Not all inequalities are equal.

Inequality, it’s true, has been a flashpoint of debate recently – and when people argue about it (it’s good, it’s bad, it’s a figment of some French economist’s imagination) they usually don’t make a distinction between the two kinds of economic inequality.

Wealth. Income.

That is, it’s nice to have a carload of cash in the bank, and it’s nice to have a paycheck with lots of zeroes, but they are not the same thing.

And the numbers seem to show – whatever you think about the issue – that one kind of inequality is much more pronounced than the other, according to the Federal Reserve Bank of St. Louis.

A couple of Fed economists have done the math so you don’t have to.

Bottom line? Wealth inequality is much more dramatic in the United States than income inequality.

St. Louis Fed research director Christopher Waller and researcher Lowell Ricketts started with 2010 data that showed median household income to be about $46,000. (For the math phobic, that means that half the households were above that number and the other half below.)

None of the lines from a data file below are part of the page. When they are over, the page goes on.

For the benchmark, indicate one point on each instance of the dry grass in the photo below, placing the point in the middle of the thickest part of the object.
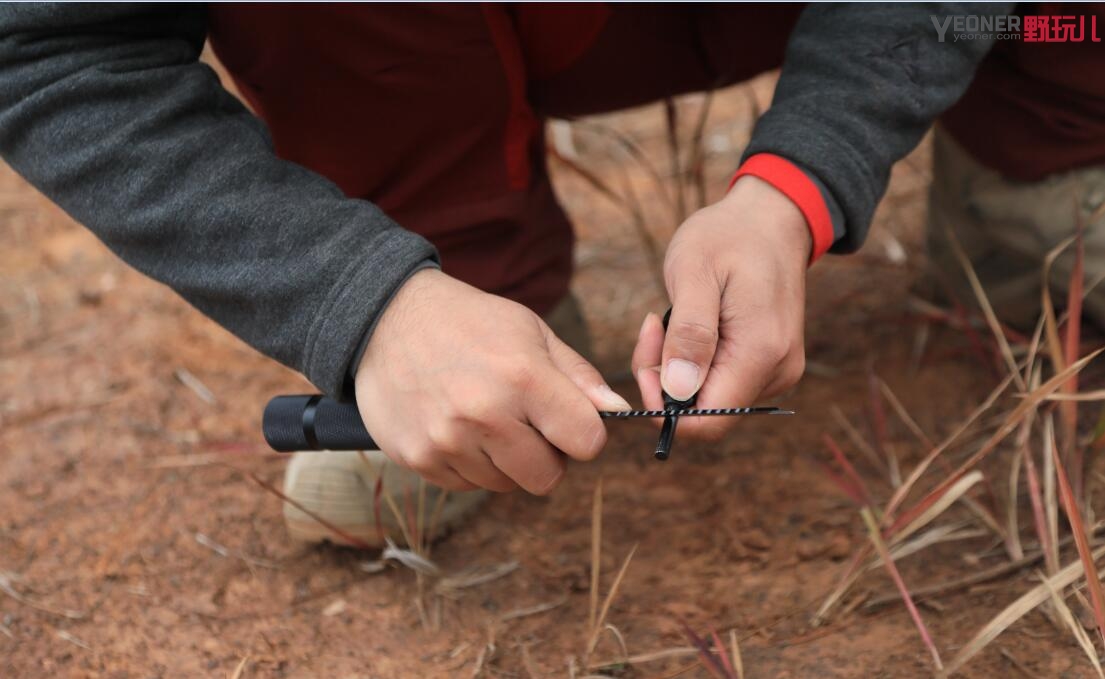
(1041, 417)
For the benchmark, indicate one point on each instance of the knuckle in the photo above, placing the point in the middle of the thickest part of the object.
(694, 336)
(590, 441)
(518, 372)
(444, 437)
(477, 409)
(422, 461)
(795, 369)
(547, 482)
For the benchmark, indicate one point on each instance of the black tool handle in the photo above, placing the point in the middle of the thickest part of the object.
(314, 422)
(667, 429)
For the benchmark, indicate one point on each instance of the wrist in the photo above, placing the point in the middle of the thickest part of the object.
(782, 219)
(801, 190)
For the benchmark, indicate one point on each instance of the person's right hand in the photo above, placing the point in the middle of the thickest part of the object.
(472, 390)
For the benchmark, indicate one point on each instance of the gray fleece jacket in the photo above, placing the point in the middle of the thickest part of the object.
(107, 111)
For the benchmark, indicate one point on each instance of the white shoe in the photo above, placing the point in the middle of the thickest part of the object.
(339, 487)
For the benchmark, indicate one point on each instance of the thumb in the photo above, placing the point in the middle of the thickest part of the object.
(583, 375)
(691, 337)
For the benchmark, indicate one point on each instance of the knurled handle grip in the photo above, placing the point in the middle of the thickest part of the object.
(314, 422)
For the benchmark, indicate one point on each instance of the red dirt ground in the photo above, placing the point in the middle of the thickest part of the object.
(116, 478)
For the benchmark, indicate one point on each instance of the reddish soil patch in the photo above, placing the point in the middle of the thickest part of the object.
(116, 480)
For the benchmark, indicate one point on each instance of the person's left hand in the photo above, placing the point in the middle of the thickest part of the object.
(736, 275)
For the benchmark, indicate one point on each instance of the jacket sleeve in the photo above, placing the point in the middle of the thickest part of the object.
(107, 111)
(861, 84)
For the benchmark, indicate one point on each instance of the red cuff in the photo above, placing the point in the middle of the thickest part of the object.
(796, 185)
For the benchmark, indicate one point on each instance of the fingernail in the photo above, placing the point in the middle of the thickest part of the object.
(680, 378)
(611, 400)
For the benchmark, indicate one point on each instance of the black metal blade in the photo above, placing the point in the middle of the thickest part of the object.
(695, 411)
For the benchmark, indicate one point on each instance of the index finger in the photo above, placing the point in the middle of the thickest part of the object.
(564, 415)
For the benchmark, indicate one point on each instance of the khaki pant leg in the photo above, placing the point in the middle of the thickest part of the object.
(1007, 228)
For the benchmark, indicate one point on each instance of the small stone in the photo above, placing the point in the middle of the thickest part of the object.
(756, 539)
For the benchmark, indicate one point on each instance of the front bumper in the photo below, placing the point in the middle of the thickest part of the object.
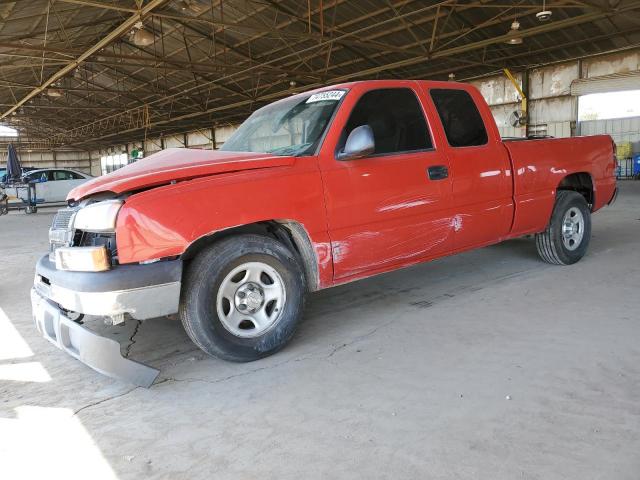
(142, 291)
(100, 353)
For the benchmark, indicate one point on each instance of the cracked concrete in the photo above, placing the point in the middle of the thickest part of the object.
(405, 375)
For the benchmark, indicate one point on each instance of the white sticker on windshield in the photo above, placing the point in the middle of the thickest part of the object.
(330, 95)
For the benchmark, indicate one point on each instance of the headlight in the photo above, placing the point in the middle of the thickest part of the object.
(82, 259)
(98, 217)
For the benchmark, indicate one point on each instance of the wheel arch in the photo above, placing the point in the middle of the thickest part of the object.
(290, 232)
(580, 182)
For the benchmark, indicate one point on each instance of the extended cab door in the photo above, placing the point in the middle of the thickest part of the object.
(480, 168)
(383, 210)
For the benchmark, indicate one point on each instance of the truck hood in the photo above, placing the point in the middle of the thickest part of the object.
(176, 164)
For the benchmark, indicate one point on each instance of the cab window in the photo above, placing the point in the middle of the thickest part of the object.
(460, 117)
(396, 118)
(63, 175)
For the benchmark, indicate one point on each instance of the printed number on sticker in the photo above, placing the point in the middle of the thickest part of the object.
(331, 95)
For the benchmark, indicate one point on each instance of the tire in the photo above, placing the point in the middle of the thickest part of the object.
(234, 274)
(564, 246)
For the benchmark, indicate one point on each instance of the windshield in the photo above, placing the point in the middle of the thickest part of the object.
(291, 127)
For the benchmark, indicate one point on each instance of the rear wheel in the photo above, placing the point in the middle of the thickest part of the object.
(242, 298)
(566, 239)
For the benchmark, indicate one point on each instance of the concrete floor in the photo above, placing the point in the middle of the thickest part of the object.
(490, 364)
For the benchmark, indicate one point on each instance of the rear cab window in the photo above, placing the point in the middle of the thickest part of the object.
(460, 118)
(395, 115)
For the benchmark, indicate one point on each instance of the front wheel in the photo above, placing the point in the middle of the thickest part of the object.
(566, 239)
(242, 298)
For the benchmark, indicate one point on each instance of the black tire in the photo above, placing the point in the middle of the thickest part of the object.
(203, 279)
(550, 243)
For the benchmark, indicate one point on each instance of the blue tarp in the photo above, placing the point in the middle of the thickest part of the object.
(14, 172)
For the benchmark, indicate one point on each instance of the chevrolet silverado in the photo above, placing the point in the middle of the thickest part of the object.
(315, 190)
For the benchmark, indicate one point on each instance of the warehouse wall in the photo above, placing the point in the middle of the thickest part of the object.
(209, 139)
(74, 159)
(552, 108)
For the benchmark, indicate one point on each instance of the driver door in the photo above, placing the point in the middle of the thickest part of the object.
(384, 211)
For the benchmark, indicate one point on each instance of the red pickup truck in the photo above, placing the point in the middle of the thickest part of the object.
(315, 190)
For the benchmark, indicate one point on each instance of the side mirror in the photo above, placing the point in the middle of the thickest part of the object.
(360, 143)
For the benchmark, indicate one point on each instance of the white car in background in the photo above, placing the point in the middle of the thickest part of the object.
(52, 184)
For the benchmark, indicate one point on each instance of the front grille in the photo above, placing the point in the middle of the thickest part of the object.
(62, 220)
(61, 232)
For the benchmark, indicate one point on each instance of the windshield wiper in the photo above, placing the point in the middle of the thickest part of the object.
(290, 149)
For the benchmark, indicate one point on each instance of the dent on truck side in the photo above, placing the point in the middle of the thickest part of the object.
(540, 166)
(166, 221)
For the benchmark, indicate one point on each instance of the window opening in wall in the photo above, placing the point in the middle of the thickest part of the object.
(109, 163)
(601, 106)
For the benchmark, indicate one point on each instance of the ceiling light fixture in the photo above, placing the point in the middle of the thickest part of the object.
(513, 35)
(545, 14)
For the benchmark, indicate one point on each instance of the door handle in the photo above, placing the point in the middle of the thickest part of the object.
(438, 172)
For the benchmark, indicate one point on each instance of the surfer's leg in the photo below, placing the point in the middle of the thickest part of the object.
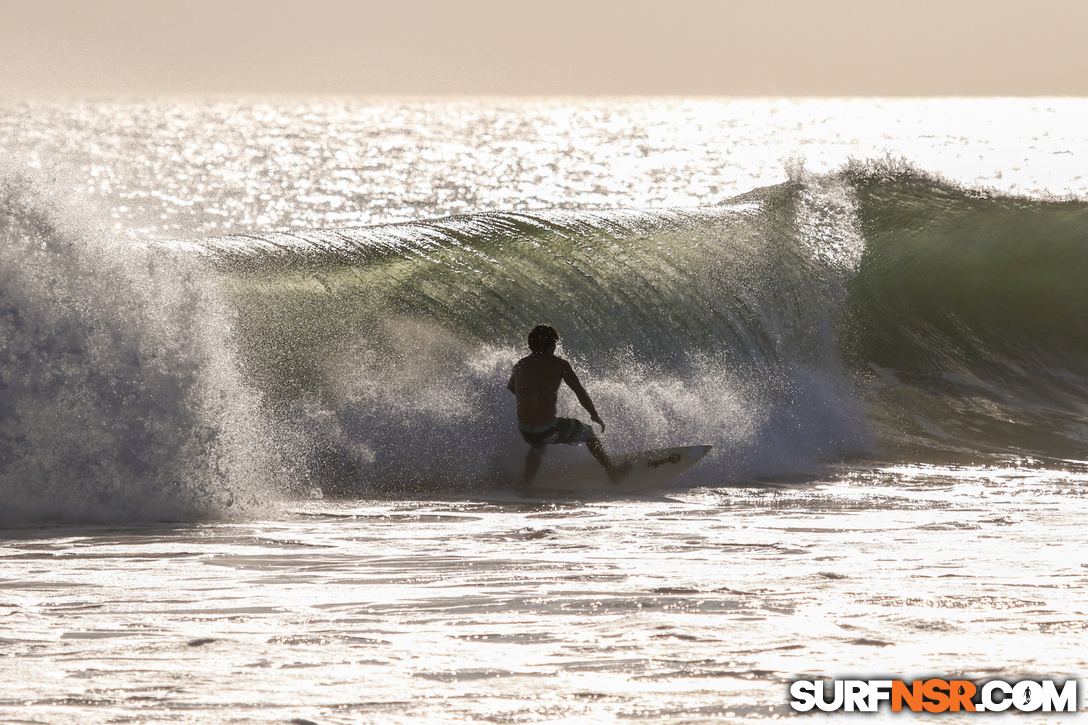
(532, 465)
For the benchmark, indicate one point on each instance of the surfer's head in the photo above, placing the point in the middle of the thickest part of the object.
(543, 339)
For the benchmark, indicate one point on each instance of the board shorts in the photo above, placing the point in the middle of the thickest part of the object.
(569, 431)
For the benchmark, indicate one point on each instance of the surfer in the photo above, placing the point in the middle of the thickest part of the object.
(535, 383)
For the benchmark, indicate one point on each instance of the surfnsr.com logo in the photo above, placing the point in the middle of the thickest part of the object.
(935, 695)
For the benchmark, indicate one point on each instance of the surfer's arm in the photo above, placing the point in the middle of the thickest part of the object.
(583, 397)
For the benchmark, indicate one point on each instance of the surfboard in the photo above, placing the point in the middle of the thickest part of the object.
(648, 468)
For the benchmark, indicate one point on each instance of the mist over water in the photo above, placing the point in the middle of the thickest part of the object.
(120, 396)
(256, 444)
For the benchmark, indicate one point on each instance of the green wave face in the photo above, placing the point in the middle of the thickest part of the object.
(875, 312)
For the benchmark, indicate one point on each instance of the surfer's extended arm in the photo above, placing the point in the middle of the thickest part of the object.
(583, 397)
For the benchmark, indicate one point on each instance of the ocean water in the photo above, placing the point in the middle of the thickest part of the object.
(257, 452)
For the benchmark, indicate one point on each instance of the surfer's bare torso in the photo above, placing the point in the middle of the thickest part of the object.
(535, 384)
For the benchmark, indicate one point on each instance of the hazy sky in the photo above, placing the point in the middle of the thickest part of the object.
(110, 48)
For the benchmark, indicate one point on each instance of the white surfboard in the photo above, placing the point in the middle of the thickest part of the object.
(647, 468)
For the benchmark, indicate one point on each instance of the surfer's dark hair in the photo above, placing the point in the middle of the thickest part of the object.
(542, 338)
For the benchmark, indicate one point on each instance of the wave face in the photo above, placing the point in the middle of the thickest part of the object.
(969, 308)
(878, 311)
(120, 398)
(714, 324)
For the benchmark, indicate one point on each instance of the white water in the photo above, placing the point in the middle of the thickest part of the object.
(696, 605)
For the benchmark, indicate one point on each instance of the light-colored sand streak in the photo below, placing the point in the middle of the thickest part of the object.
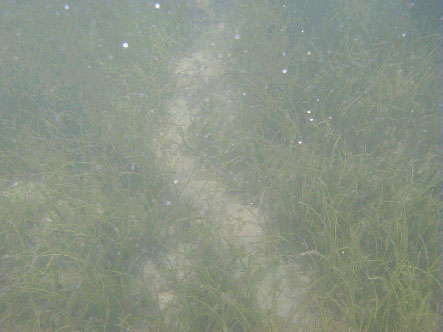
(237, 225)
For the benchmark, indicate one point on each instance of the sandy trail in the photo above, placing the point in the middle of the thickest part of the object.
(199, 78)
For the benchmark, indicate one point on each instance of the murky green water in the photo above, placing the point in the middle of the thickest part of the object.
(220, 165)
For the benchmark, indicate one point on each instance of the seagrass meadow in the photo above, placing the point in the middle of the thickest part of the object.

Then they looked at the top 10 percent of households – their median income was $203,900. And they looked at the bottom 10 percent of households, whose median was $9,900.

The ratio of those two: 21.

Waller and Ricketts called that a “substantial divide between the rich and the poor.

Fine. Then the duo looked at wealth – net worth of households. And the median net worth of all households was $77,300. (Remember: half under, half above.)

And they did the same comparison as before between the top 10 percent and the bottom 10 percent. Median of the top: $1.194 million, divided by the median of the bottom, which was $3,100.

That ratio was 385. So the ratio of wealth is a lot higher than the ratio on income.

The two economists emphasized that some wealth inequality is simply a function of age: young adults often start with debts, then build wealth through middle age. Then, as they retire they start spending what they accumulated.

So some inequality – they did not guess how much – is built into demographics.

In their paper, the Fed authors say that “While this natural inequality doesn’t account for the entire wealth disparity across the population, it is important to understand that some inequality isn’t inherently bad.”

In other words, there’s inequality and there’s inequality.